Ce n’était ni l’heure ni le moment de poser des questions. Bob le comprit et enchaîna aussitôt :
— Nous voilà bloqués ici en attendant l’arrivée des nouveaux renforts promis par Gains. Mais arriveront-ils à temps ?
— Puisque le chemin de la terre nous est coupé, dit Isabelle Show, peut-être pourrions-nous nous échapper à la nage…

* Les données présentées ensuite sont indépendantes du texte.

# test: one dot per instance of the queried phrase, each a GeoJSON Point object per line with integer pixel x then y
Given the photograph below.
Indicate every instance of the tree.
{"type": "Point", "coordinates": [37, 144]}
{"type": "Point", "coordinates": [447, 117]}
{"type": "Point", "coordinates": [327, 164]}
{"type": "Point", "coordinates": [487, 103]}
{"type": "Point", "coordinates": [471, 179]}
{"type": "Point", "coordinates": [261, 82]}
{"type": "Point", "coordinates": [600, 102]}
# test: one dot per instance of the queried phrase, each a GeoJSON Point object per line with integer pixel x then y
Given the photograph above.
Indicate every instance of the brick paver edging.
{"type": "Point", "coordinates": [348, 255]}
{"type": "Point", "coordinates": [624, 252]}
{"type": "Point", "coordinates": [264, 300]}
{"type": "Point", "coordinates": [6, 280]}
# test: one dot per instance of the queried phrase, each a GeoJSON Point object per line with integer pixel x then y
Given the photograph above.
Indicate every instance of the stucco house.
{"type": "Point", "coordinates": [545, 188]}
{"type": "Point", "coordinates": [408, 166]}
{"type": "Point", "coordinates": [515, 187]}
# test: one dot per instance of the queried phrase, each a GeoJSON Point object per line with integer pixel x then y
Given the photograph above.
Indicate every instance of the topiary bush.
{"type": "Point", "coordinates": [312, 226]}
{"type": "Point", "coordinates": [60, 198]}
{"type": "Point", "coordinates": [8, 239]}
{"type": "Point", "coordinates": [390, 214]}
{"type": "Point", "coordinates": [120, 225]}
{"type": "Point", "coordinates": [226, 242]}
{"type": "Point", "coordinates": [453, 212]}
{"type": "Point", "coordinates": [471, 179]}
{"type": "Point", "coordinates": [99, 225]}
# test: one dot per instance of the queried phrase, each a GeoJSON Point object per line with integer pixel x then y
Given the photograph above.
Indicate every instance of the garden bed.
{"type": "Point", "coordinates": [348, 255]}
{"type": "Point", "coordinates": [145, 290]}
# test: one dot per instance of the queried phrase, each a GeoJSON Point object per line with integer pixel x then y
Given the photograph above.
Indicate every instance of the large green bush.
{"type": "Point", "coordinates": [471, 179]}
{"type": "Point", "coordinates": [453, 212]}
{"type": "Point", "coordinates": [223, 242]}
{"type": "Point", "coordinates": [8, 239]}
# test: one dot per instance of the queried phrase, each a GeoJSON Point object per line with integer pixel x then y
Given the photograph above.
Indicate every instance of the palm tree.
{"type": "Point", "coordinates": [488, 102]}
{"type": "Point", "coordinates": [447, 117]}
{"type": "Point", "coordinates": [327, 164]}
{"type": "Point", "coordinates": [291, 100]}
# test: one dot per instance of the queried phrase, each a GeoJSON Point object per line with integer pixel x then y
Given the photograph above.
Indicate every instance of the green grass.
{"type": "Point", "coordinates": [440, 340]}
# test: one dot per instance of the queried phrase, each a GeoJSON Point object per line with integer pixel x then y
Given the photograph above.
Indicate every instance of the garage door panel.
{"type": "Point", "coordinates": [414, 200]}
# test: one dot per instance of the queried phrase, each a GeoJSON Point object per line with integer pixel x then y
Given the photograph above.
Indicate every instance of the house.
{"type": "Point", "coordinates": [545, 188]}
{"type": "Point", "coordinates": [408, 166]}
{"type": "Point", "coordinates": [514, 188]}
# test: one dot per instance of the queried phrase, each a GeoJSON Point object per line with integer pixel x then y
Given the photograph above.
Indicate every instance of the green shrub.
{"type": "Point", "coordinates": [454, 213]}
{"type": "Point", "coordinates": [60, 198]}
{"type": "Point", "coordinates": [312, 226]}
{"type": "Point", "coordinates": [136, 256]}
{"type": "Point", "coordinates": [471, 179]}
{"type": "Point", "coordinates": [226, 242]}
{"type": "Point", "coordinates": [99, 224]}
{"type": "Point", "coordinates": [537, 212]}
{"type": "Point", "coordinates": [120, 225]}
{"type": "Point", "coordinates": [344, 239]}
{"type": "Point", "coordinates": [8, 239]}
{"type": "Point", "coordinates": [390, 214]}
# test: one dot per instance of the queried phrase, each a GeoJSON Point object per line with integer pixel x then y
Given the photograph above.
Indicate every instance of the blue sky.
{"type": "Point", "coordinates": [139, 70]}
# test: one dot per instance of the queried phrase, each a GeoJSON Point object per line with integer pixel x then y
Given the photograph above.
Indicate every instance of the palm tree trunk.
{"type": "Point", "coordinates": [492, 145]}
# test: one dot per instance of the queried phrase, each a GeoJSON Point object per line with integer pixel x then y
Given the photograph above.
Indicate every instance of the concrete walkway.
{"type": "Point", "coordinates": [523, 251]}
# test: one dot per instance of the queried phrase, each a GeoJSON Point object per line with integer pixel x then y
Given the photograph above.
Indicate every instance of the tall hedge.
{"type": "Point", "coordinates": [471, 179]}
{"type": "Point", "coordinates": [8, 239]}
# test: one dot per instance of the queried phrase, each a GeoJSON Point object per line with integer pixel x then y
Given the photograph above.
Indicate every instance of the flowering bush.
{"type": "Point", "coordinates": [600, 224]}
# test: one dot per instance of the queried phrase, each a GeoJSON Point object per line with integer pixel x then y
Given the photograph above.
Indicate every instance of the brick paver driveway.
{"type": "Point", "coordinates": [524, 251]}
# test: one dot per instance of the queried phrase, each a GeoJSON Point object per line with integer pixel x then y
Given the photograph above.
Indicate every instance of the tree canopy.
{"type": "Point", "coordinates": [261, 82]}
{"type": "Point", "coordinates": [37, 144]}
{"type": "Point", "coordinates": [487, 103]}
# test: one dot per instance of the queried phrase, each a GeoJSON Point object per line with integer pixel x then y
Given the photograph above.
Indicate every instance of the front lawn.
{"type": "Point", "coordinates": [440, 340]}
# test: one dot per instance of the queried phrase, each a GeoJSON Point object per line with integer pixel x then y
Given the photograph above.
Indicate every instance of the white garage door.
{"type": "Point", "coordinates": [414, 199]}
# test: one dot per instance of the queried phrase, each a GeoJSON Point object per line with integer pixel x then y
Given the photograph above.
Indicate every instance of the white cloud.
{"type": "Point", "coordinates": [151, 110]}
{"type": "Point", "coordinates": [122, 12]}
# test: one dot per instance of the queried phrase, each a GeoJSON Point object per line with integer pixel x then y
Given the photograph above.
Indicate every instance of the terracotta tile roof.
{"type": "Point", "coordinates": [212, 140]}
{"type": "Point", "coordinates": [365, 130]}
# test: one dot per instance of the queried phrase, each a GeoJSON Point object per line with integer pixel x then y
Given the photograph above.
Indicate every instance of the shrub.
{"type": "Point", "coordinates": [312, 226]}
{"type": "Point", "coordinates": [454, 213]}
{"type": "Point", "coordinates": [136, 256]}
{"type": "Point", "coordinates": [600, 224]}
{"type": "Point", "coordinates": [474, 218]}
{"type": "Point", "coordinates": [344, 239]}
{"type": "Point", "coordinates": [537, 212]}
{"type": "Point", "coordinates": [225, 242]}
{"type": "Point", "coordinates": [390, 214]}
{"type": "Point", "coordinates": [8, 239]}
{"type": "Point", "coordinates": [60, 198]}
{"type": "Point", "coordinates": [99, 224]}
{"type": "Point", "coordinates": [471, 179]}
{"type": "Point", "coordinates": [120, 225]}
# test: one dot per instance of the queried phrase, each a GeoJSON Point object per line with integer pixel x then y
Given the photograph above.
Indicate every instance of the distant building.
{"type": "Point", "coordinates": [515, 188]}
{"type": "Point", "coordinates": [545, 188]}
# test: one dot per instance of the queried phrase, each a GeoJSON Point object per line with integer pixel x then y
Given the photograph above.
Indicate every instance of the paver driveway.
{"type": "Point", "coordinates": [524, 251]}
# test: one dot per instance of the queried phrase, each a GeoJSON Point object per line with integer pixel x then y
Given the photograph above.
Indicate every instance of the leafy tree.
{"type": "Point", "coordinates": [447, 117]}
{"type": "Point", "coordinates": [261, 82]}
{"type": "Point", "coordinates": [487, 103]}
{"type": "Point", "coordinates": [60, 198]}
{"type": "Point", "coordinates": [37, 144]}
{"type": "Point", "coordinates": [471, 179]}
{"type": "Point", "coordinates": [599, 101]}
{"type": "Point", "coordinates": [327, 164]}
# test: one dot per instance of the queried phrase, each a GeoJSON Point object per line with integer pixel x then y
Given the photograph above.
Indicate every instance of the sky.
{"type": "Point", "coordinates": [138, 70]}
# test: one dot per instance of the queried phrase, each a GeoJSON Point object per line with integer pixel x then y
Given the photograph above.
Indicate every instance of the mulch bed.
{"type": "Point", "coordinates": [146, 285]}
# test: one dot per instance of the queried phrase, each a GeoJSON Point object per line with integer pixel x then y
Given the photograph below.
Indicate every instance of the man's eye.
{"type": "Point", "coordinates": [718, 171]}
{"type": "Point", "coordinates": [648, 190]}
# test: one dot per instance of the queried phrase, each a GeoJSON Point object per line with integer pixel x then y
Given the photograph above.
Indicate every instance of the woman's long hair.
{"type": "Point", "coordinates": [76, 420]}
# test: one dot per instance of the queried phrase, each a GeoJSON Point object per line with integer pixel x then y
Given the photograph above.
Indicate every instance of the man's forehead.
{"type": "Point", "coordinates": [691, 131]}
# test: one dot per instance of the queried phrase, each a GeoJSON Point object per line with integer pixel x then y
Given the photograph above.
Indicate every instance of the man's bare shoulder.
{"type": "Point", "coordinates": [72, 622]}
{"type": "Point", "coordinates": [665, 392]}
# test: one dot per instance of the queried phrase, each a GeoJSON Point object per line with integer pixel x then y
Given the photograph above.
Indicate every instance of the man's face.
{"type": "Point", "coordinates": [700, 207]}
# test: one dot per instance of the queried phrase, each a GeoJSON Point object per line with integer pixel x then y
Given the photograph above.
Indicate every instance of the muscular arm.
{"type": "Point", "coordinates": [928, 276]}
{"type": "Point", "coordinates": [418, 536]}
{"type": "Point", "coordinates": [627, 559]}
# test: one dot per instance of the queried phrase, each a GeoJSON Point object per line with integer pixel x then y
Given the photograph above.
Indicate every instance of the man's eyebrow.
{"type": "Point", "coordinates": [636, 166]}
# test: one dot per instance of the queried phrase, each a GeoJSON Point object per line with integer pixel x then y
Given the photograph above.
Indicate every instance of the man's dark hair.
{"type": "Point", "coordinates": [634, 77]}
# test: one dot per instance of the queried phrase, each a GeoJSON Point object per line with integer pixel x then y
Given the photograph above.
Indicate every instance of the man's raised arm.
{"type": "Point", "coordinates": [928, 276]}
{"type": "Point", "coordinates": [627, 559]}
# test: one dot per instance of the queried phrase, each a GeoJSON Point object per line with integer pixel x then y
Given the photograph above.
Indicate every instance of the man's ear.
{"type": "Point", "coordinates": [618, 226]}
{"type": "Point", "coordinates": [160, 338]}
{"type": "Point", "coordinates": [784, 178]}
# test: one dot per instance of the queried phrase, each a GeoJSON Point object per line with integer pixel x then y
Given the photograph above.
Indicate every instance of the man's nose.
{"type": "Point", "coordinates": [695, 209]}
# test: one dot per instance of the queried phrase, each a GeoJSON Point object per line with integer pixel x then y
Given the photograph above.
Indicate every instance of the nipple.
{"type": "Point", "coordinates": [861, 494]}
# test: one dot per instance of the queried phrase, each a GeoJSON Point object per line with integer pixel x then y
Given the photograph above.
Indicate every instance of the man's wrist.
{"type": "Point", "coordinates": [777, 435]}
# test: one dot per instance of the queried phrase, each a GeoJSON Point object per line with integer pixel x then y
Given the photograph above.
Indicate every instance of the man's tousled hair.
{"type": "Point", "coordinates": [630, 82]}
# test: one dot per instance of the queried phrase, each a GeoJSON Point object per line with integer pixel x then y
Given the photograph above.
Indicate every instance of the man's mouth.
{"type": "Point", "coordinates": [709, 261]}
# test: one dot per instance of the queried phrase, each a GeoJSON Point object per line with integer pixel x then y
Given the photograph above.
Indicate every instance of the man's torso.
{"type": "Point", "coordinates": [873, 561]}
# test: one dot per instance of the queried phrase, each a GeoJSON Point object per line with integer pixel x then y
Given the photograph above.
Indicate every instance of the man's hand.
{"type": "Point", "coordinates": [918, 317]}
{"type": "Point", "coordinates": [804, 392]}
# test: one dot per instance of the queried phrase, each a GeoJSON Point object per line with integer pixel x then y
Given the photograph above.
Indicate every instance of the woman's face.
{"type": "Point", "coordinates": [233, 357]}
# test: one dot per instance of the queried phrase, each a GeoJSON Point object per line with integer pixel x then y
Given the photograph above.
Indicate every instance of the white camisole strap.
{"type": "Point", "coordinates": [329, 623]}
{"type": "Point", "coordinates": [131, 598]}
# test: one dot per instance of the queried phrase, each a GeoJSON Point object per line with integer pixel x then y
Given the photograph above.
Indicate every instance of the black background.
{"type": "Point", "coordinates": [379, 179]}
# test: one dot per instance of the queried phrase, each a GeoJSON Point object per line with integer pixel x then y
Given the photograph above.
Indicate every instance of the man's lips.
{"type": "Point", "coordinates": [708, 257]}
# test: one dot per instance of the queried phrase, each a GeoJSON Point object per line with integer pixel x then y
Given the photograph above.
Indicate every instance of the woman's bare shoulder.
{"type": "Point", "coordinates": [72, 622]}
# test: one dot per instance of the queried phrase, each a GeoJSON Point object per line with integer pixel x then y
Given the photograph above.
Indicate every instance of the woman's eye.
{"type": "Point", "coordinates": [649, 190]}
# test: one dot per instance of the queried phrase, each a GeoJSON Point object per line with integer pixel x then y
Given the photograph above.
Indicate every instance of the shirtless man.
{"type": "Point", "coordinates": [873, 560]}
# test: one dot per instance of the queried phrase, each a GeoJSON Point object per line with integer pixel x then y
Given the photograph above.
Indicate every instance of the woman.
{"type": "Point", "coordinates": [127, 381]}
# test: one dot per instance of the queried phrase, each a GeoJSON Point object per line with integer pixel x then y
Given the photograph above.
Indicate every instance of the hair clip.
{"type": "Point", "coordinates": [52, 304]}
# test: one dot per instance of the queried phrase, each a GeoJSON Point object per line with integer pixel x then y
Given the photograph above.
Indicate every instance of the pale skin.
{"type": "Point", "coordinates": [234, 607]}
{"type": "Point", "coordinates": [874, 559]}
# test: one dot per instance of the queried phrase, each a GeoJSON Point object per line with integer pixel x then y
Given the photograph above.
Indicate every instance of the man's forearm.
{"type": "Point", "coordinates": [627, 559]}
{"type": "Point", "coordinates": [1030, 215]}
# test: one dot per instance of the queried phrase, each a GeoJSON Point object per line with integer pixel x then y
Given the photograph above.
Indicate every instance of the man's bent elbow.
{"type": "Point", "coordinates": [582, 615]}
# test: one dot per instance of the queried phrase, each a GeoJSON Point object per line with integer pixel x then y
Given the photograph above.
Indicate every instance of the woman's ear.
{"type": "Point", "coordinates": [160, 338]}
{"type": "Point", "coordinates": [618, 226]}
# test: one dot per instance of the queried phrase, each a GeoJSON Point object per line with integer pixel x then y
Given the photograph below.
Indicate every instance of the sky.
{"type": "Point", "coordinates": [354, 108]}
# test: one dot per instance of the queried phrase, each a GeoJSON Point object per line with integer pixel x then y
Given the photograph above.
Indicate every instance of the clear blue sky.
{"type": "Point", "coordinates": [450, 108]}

Mais Lucy Lu secoua la tête.
— Nos mouvements n’échapperaient pas aux radars ultra-sensibles dont les robots sont dotés, dit-elle. Ils dirigeraient leurs bulles de lumière vers l’eau, qui se mettrait à bouillir aussitôt, et nous serions immanquablement ébouillantés…
— Personnellement, glissa Bill Ballantine, je préfère demeurer ici à attendre les renforts. Jouer le rôle de poule au pot ne m’a jamais particulièrement enthousiasmé…
De son côté, Bob Morane était songeur. Les revolvers et les mitraillettes étaient impuissantes en face des marmousets, et il ne restait plus assez de grenades pour les mettre tous hors de combat. D’ailleurs, il était probable qu’ils se tiendraient hors de portée.
— Si on essayait de forcer le barrage avec les voitures, proposa Isabelle. Peut-être aurait-on des chances de passer…
— C’est peu probable, fit remarquer Morane. Ils concentreraient leur feu sur les autos, dont l’essence s’enflammerait aussitôt. On risquerait d’être grillés vifs… Mais peut-être ces mêmes autos pourraient-elles nous servir à mettre hors de combat les marmousets eux-mêmes…
— Comment cela, Bob ?
— Pendant que vous détournerez l’attention des marmousets en lançant des grenades dans leur direction, expliqua le Français, je me glisserai dans une voiture, que je mettrai en marche pour la lancer sur l’ennemi. Quand elle suivra la bonne trajectoire, je sauterai et, comme les marmousets se déplacent assez lentement, il est probable qu’elle en fauchera plusieurs… Ensuite, il n’y aura qu’à recommencer avec un autre véhicule…
— Ce serait dangereux, dit Lucy Lu. Le tir des marmousets est précis. Ils pourraient toucher la voiture sans vous laisser le temps de sauter…
— À mon avis, c’est au contraire parfaitement faisable, intervint Bill Ballantine. On pourrait même tenter le coup avec deux autos, de façon à prendre les marmousets de deux côtés à la fois. Le commandant pilotera la première, moi la seconde et…
Mais Morane n’était pas de l’avis de son ami, car il coupa :
— Rien à faire, Bill. Inutile d’être deux à prendre des risques car, comme vient de le dire Miss Lu, les réactions de l’ennemi peuvent être extrêmement rapides. Il y a là une expérience à tenter, et je veux la faire seul… Au moment où j’atteindrai la voiture, qu’on me couvre en lançant des grenades…
Courbé, il se mit à courir vers une des autos qui, stationnée légèrement en retrait, se trouvait hors de vue des marmousets – si l’on peut s’exprimer ainsi. Pourtant, ses mouvements échappaient-ils aux complexes, cerveaux électroniques qui les animaient ?
Au moment où Bob ouvrait la portière, les premières grenades explosèrent, mais trop loin des marmousets pour les inquiéter réellement. Tout ce qu’elles pouvaient faire peut-être, c’était troubler leurs organes sensoriels.
Rapidement, Bob se glissa au volant et tourna la clef de contact demeurée sur le tableau de bord. Le moteur tourna immédiatement et, tandis que les grenades continuaient à éclater, Morane embraya, poussant le véhicule entre deux tas de gravier qui le dissimulaient. Aussitôt, il aperçut les robots, qui se présentaient en enfilade. Alors, il poussa son moteur à fond et, quand la voiture eut atteint une bonne vitesse, il mit au point mort, afin d’éviter le freinage du moteur, et ouvrit la portière pour sauter. C’est à ce moment que les marmousets réagirent, tournant leurs yeux de cyclopes vers la voiture. Au fond de ces yeux, la lumière bleue s’intensifia soudain.
À l’instant précis où Morane sautait, plusieurs bulles de lumière frappèrent l’auto, et il sentit le souffle brûlant d’une explosion passer sur lui. Les vêtements, les cheveux roussis, il roula trois fois sur lui-même pour s’éloigner autant que possible, et finir par s’aplatir sur le sol, avec une telle frénésie qu’on eût pu croire qu’il voulait y laisser son empreinte.